Una de las grietas de desigualdad en el Perú es la falta de accesibilidad al libre tránsito de las personas con discapacidad. Los ciudadanos que se desplazan en sillas de ruedas, libran batallas inhumanas. De esas hostilidades nuestra colaboradora María de Jesús Trujillo Casanova sabe bastante. Ahora se enfrenta a ellas con un texto potente y conmovedor.

Nací con discapacidad motora, específicamente, con mielomeningocele, un tipo de espina bífida que me clasifica como una persona con discapacidad; de hecho, lo soy. Siempre salgo de casa con un plan. Hoy tracé mentalmente mi ruta a la Plaza Mayor de Trujillo; pero quise cometer una travesura: desviarme hacia la Universidad Nacional de Trujillo para sentir la sensación o el vértigo de no tener nada controlado.  

Me movilizo con tres tipos de apoyo. En casa y para distancias cortas utilizo mi andador o, como yo lo llamo, mi fiel amigo de metal; lo uso desde los tres años. Cuando salgo de casa, casi siempre, tomo mi scooter o, también, conocido por todos como carrito, es una especie de silla a motor de color rojo. Pero hoy decidí montarme en mi silla de ruedas, la que uso siempre cuando voy con compañía. La silla de ruedas es el tipo de movilidad más común para las personas con discapacidad motora. 

Lamentablemente, en Perú son pocas las personas que reciben apoyo para mejorar su movilidad. Las oportunidades para adquirir sillas de ruedas eléctricas son muy escasas. Además, existe poco conocimiento sobre cómo apoyar o auxiliar a quienes se movilizan de manera diferente. Por último, las ciudades no ofrecen espacios adaptados para garantizar que todos los ciudadanos se desplacen sin ninguna dificultad.

Un campo de batalla. La veredas en Trujillo complican más la vida a las personas que se desplazan en silla de ruedas. (Foto: María de Jesús Trujillo).
Un campo de batalla. Las veredas en Trujillo complican más la vida a las personas que se desplazan en silla de ruedas. (Foto: María de Jesús Trujillo).

Se estima que al terminar el año 2022, casi 1 millón 737 mil 865 peruanos padezcan alguna discapacidad. Ellos esperanran que la ciudad y las personas cambien para sentirse seguros, con oportunidades e igualdad de condiciones para su desplazamiento.

Lamentablemente no todos contamos con el apoyo de la familia o de aparatos para desplazarnos y gozar del derecho fundamental del libre desplazamiento: toda persona pueda circular libremente o sin restricciones por el ámbito de nuestro territorio.

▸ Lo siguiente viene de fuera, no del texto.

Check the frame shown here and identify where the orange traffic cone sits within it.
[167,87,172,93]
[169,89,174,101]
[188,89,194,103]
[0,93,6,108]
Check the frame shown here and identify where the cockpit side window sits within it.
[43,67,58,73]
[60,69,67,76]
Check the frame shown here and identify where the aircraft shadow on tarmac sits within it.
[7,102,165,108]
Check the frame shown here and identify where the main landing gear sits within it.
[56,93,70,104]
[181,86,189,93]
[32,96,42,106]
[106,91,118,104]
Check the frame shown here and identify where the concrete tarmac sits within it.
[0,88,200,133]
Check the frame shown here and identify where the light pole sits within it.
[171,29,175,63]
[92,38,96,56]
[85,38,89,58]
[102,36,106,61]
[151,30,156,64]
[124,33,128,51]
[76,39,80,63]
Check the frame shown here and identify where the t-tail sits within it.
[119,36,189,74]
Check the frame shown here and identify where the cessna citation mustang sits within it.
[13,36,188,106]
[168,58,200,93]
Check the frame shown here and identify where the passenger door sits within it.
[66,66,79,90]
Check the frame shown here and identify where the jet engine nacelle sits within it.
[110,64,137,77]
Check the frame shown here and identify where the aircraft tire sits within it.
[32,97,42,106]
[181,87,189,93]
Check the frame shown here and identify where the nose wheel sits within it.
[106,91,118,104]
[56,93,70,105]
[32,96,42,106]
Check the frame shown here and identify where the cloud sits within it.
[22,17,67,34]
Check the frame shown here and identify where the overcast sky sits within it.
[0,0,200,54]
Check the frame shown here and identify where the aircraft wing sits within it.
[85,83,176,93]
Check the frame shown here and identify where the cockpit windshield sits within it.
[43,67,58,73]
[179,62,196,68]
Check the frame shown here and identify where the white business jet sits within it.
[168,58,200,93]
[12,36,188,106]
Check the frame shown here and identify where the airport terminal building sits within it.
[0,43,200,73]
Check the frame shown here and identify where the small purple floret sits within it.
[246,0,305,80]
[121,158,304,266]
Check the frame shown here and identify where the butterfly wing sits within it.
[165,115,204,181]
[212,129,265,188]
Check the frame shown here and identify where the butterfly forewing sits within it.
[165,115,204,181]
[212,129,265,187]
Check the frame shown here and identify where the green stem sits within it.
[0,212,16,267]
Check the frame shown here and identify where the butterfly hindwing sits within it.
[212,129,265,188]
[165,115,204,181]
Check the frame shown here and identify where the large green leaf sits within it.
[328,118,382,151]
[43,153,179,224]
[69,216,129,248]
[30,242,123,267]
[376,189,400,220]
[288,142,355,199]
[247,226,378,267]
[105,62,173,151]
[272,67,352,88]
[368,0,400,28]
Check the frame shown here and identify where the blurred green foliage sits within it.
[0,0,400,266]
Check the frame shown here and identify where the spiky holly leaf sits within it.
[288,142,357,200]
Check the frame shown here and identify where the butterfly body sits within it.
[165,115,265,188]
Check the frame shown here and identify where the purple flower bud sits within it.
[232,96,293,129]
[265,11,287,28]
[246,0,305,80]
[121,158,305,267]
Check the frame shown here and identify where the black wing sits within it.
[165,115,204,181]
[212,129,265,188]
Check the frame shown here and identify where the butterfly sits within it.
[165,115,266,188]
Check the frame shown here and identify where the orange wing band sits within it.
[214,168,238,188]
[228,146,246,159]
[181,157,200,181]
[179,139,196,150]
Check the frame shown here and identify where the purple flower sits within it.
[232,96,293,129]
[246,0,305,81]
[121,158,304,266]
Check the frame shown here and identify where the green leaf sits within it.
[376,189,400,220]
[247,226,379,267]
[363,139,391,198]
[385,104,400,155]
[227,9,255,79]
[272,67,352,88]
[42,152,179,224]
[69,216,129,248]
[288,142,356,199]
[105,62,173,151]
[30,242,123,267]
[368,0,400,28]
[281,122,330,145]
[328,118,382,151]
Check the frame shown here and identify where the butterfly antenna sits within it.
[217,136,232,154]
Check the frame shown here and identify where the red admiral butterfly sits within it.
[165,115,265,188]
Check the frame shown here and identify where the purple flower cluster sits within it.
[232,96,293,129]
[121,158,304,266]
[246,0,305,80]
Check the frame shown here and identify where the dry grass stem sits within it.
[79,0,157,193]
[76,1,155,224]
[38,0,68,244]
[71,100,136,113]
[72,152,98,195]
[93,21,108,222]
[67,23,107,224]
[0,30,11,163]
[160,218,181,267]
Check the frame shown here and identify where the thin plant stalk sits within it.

Es por ello que al menos tener la garantía de ser considerados como cualquier otro ciudadano va a ayudar a no solo sentirnos parte de esta sociedad, sino de romper las barreras sociales que nos hacen retroceder y crean aún más prejuicios y paredes entre todos.

Mi silla es como cualquier otra; pero tiene su identidad (cada una ya es parte de la persona que la conduce). Yo la conozco muy bien, sé cómo manejarla, siempre con ambas manos —una en cada rueda—  para dirigirla como un auto a control remoto. Siempre he usado una silla pequeña o mediana. La actual es de color negro, las ruedas son de goma y del tamaño perfecto. Nunca utilizo los posapiés porque no los necesito, ya que no puedo flexionar del todo las piernas.

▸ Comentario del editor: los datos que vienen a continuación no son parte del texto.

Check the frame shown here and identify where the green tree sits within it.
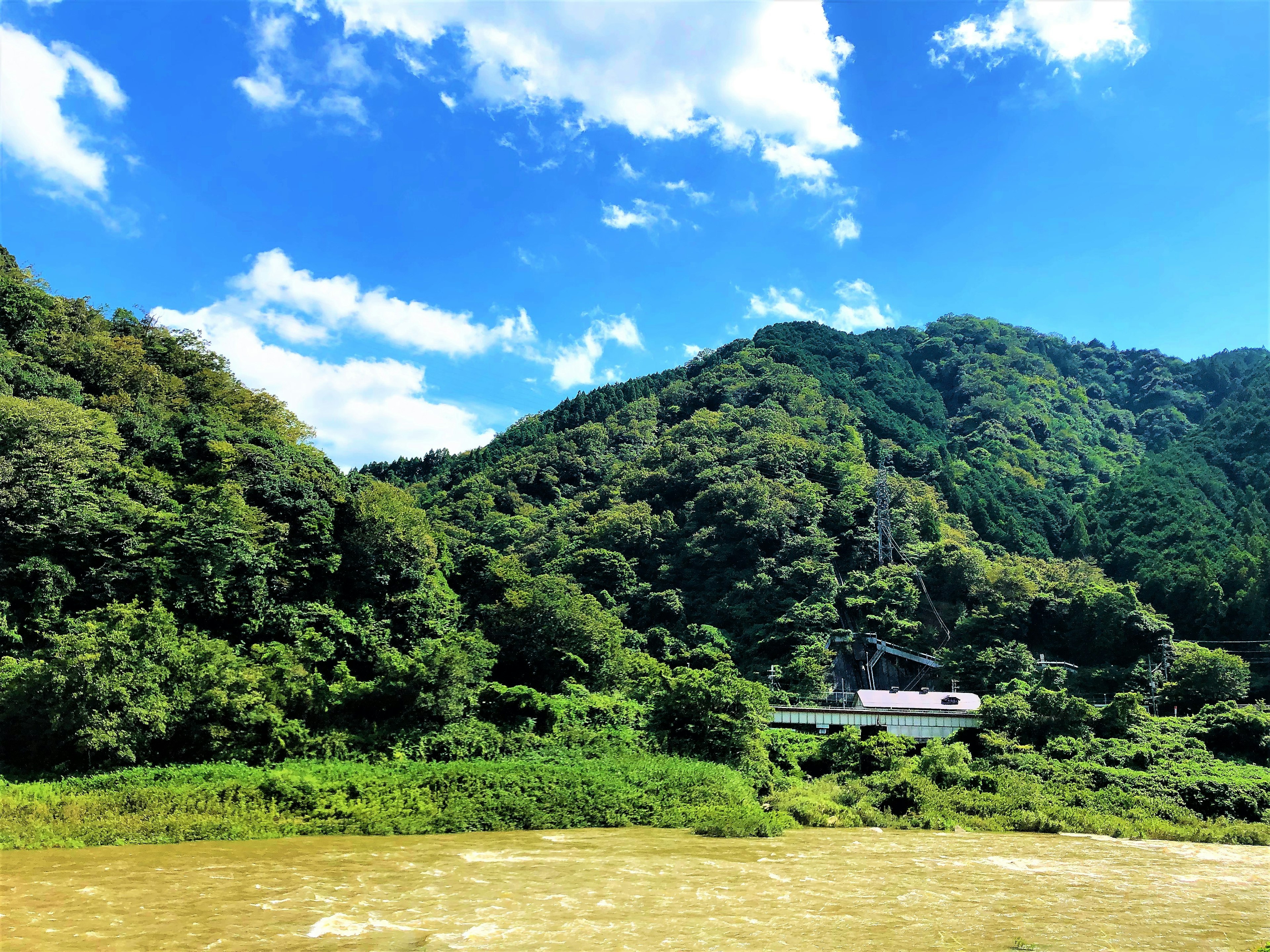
[649,662,771,767]
[1163,641,1251,710]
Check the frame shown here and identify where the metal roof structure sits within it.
[856,688,979,713]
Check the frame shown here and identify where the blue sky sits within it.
[0,0,1270,464]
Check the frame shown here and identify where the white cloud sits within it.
[930,0,1147,72]
[152,298,494,466]
[828,278,899,334]
[234,4,300,112]
[763,139,834,192]
[745,288,826,324]
[326,0,859,183]
[833,215,860,248]
[234,63,300,112]
[599,198,678,231]
[550,313,644,390]
[745,278,899,334]
[0,24,128,197]
[311,93,369,126]
[202,249,536,357]
[234,6,376,120]
[662,179,714,204]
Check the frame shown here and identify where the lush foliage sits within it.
[0,757,762,848]
[0,251,1270,842]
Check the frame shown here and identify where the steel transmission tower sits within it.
[876,443,894,565]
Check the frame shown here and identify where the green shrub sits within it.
[692,804,796,837]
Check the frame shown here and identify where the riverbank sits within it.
[0,748,1270,849]
[0,755,787,849]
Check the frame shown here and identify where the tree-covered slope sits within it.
[0,251,493,766]
[0,244,1267,778]
[367,316,1267,691]
[1087,364,1270,641]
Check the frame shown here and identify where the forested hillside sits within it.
[0,251,1270,787]
[363,315,1270,693]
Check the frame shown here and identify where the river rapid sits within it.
[0,828,1270,952]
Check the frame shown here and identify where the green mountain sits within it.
[0,251,1270,769]
[363,321,1270,692]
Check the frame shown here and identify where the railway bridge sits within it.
[772,689,979,740]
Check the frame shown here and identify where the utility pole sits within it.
[876,443,894,565]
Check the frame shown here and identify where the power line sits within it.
[886,520,952,647]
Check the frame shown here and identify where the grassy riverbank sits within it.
[0,744,1270,849]
[0,757,781,849]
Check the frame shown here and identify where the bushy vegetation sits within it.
[0,251,1270,843]
[0,757,762,848]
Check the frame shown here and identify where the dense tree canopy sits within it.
[0,244,1270,775]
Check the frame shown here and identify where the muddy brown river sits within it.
[0,829,1270,952]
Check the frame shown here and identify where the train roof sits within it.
[856,688,979,712]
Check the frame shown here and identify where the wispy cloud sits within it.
[599,198,678,231]
[662,179,714,204]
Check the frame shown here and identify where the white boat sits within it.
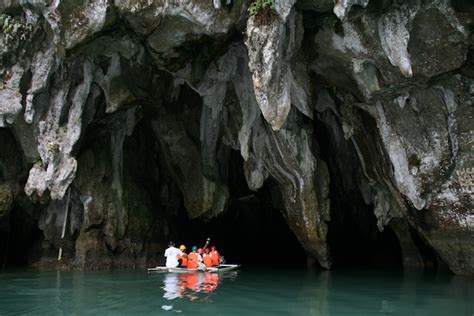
[147,264,240,273]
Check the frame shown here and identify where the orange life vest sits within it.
[211,250,221,266]
[178,252,188,267]
[188,251,199,269]
[202,253,212,268]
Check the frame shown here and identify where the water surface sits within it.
[0,269,474,316]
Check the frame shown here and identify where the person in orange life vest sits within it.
[202,248,212,268]
[178,245,188,268]
[188,246,202,269]
[211,246,221,266]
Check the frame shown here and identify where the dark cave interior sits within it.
[0,91,408,268]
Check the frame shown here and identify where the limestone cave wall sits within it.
[0,0,474,274]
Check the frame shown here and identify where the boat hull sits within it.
[147,264,240,273]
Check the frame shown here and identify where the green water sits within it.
[0,269,474,316]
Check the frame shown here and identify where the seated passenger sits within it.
[188,246,202,270]
[202,248,212,268]
[211,246,221,266]
[178,245,188,268]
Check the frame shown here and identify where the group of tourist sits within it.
[165,242,222,270]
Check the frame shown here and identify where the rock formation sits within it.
[0,0,474,275]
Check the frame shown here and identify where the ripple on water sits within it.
[0,269,474,316]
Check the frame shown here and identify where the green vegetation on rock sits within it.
[0,14,32,43]
[248,0,275,15]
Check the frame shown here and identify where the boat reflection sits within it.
[162,272,220,301]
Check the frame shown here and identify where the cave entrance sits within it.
[0,206,43,270]
[314,110,402,268]
[180,152,307,267]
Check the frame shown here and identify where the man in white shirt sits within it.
[165,241,182,268]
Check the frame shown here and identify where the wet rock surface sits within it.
[0,0,474,274]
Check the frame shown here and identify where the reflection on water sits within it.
[163,272,220,301]
[0,269,474,316]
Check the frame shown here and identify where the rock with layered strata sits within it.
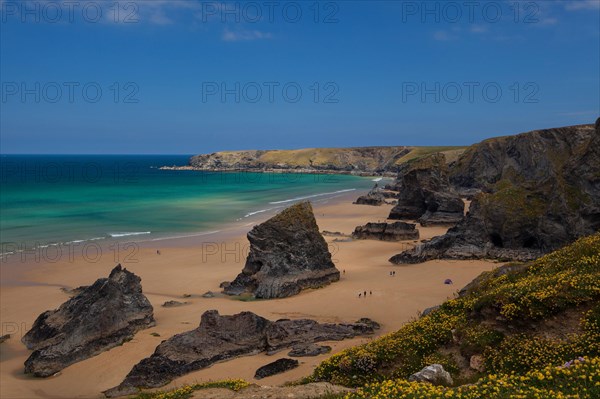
[105,310,373,397]
[223,202,340,299]
[352,222,419,241]
[22,265,155,377]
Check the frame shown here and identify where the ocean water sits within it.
[0,155,373,253]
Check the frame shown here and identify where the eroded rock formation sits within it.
[223,202,340,299]
[105,310,373,397]
[352,222,419,241]
[391,123,600,263]
[389,153,464,226]
[22,265,154,377]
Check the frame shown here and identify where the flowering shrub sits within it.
[345,357,600,399]
[308,233,600,388]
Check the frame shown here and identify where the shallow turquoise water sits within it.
[0,155,373,252]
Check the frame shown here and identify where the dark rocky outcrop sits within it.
[288,344,331,357]
[354,191,385,206]
[352,222,419,241]
[22,265,154,377]
[389,153,464,226]
[391,125,600,263]
[182,146,412,175]
[162,300,187,308]
[223,202,340,299]
[254,358,300,380]
[408,364,454,387]
[105,310,373,397]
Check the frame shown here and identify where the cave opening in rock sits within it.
[523,236,537,248]
[490,233,504,248]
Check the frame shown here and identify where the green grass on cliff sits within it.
[307,233,600,399]
[396,146,467,165]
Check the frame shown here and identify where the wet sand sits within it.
[0,192,497,399]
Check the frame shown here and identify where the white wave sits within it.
[144,230,221,242]
[244,206,281,218]
[108,231,152,238]
[262,188,356,205]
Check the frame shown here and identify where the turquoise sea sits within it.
[0,155,373,253]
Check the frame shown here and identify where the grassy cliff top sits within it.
[190,146,466,172]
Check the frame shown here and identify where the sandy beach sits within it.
[0,192,497,399]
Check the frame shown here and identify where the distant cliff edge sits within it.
[162,146,465,176]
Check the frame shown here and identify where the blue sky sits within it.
[0,0,600,154]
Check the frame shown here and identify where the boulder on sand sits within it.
[21,264,155,377]
[104,310,373,397]
[254,358,300,380]
[222,202,340,299]
[352,222,419,241]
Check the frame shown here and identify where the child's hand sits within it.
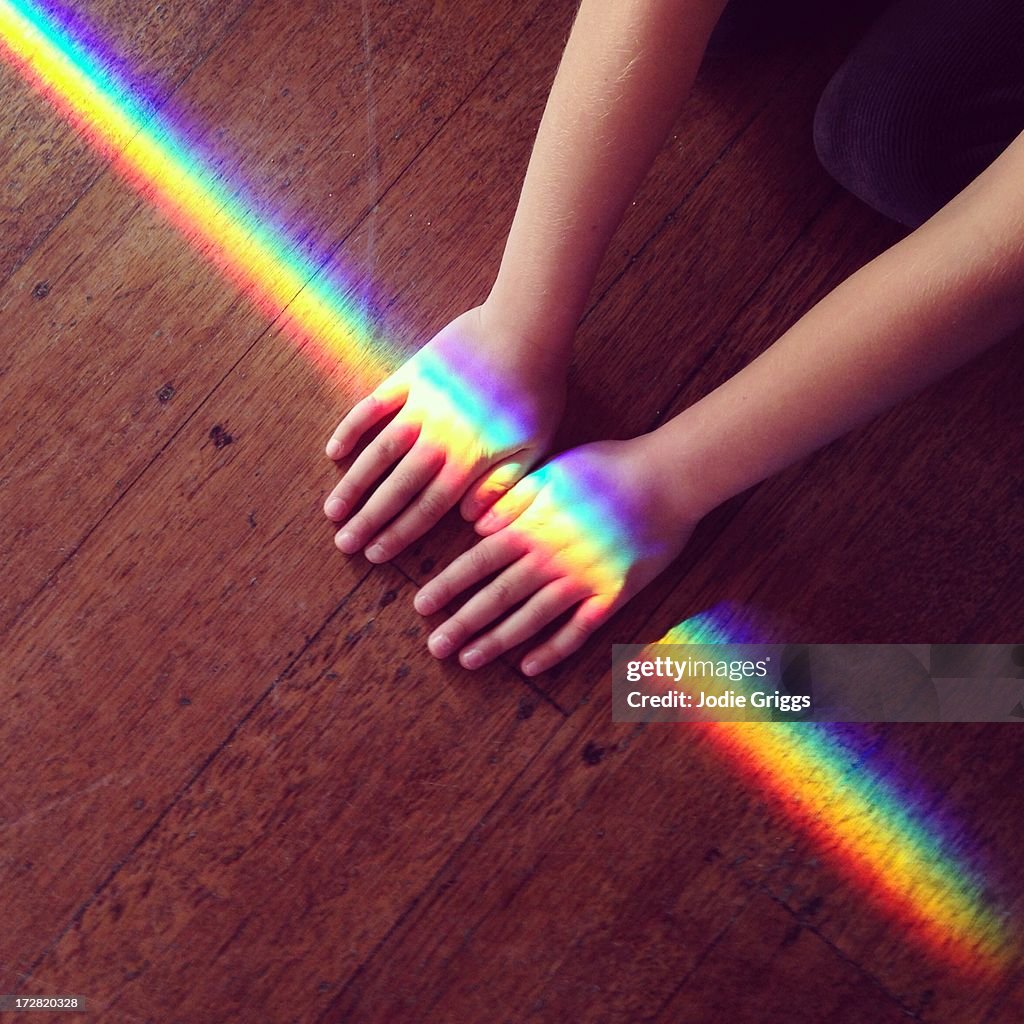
[415,435,699,676]
[324,307,565,562]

Son pocas las personas que reciben apoyo para mejorar su movilidad. Las oportunidades para adquirir sillas de ruedas eléctricas son muy escasas. Además, existe poco conocimiento sobre cómo apoyar o auxiliar a quienes se movilizan de manera diferente

La ley 29973 garantiza que las personas con discapacidad somos parte activa de la sociedad con igualdad de condiciones que nos integren como ciudadanos libres e independientes. Sin embargo, en la práctica estas garantías son ignoradas, porque muchas de las personas, mal llamadas personas ‘convencionales’ o ‘normales’, nos hacen pasar momentos que nos recuerdan que vivimos en un lugar dividido, que elije quiénes sí deben y quiénes no deben ser aceptados dentro del constructo social. Lo sé porque por más que quisiéramos ser independientes y ser tratados como seres humanos, eso no ocurre.

La partida

Cuando estoy en mi departamento, ubicado en un primer piso, puedo controlar todos mis movimientos y los espacios que tengo para movilizarme; pero cuando quiero salir todo es desconocido. Tomo las llaves con la mano derecha y con la izquierda freno la silla para evitar que gire. Frente a la puerta de la calle, empiezo a realizar la famosa ruta mental que diseño desde siempre; pero, igual, me preparo para luchar contra calles y veredas en mal estado y contra la actitud de algunas personas.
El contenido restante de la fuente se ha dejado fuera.